Feroz, please check now. you should be able to get the audio
why jmy jupiter note getting struck whenever i am calling seaborn function??
Thank you Vijaya Kumar.
I have submitted the project on Monday 25th May 2020. The Deadline was 25th May 2020 till end of the day.
I have submitted the project.
Could you please let me know long it would take to be evaluated?
Sir, the recording has no audio yet. please check and upload it again. Meanwhile my project has got approved. Thank you for your guidance.
Sir, there is still no audio in last session
Still the same Anand. Kindly help !
Please check your code again. I ONLY see the value "TOOLS" under the category column. The "Content Rating" does not have any value called "TOOLS. so, unless, there is some code error, you will not be getting 2 columns for TOOLs
Seaborn gets stuck, only if you try to plot graph with a lot of data points. please share your code here. and i will see if i can help
Feroz, yes, you are correct. I think, we need to check back with Simplilearn on this. They must be able to reload this. Can you please raise a simplilearn ticket?
It is still the same despite raising ticket(s).
Still, there is no audio in the last lecture's recording. Please look into it Anand Sir and Simplilearn Team
It's been a long time i am stuck in a point where i have to omit all the outliers.
for the columns Price,Review and installs.
for the price i have been found a number of outliers from the boxplott and unable to get which values i need to omit.
My price filed summery is as fallows
Name: Price, dtype: float64
and after doing this operation like
Price = playstore_app_analysis1.loc[(playstore_app_analysis1["Price"] >= 0) & (playstore_app_analysis1["Price"] <200),['Price']]
the boxplot i am getting still have outstanding outliers
so, advice me what will be the appropriate step need to take in order to proceed further.
It is still the same even after 10 days are passed. Hope we will get the recording with proper audio. Thanks.
I raised a ticket too, however, it is an issue at the webex end. It might take some more time to get recording.
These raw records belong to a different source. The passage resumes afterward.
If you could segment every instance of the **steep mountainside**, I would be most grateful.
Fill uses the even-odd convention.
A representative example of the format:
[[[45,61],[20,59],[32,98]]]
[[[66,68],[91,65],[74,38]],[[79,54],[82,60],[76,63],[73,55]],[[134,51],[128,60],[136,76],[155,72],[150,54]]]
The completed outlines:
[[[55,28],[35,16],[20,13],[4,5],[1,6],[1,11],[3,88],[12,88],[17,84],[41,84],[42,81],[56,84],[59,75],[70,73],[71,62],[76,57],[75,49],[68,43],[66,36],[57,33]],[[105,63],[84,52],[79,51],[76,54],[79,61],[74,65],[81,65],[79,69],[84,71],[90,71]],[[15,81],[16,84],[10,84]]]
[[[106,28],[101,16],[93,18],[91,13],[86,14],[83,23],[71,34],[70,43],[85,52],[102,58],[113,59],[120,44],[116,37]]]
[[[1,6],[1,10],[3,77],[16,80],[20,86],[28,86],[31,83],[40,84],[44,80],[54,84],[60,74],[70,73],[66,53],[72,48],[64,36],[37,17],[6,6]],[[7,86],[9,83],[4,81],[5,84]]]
I read through Anand Sir's Jupyter notebook on Logistic Regression and Principal Component Analysis and appeared for the exam and have cleared it plus my project got approved too.
Hi, I am getting the following error when I'm trying to create Linear Regression Model:
ValueError: array must not contain infs or NaNs
from sklearn.model_selection import train_test_split
df_train,df_test = train_test_split(inp1,test_size = 0.3)
df_train.replace([np.inf, -np.inf], np.nan)
df_test.replace([np.inf, -np.inf], np.nan)
X_train = df_train.drop('Rating',axis = 1)
y_train = df_train['Rating']
X_test = df_test.drop('Rating',axis = 1)
y_test = df_test['Rating']
from sklearn.linear_model import LinearRegression
lm = LinearRegression()
I have tried removing all the NaNs and infs values but nothing works.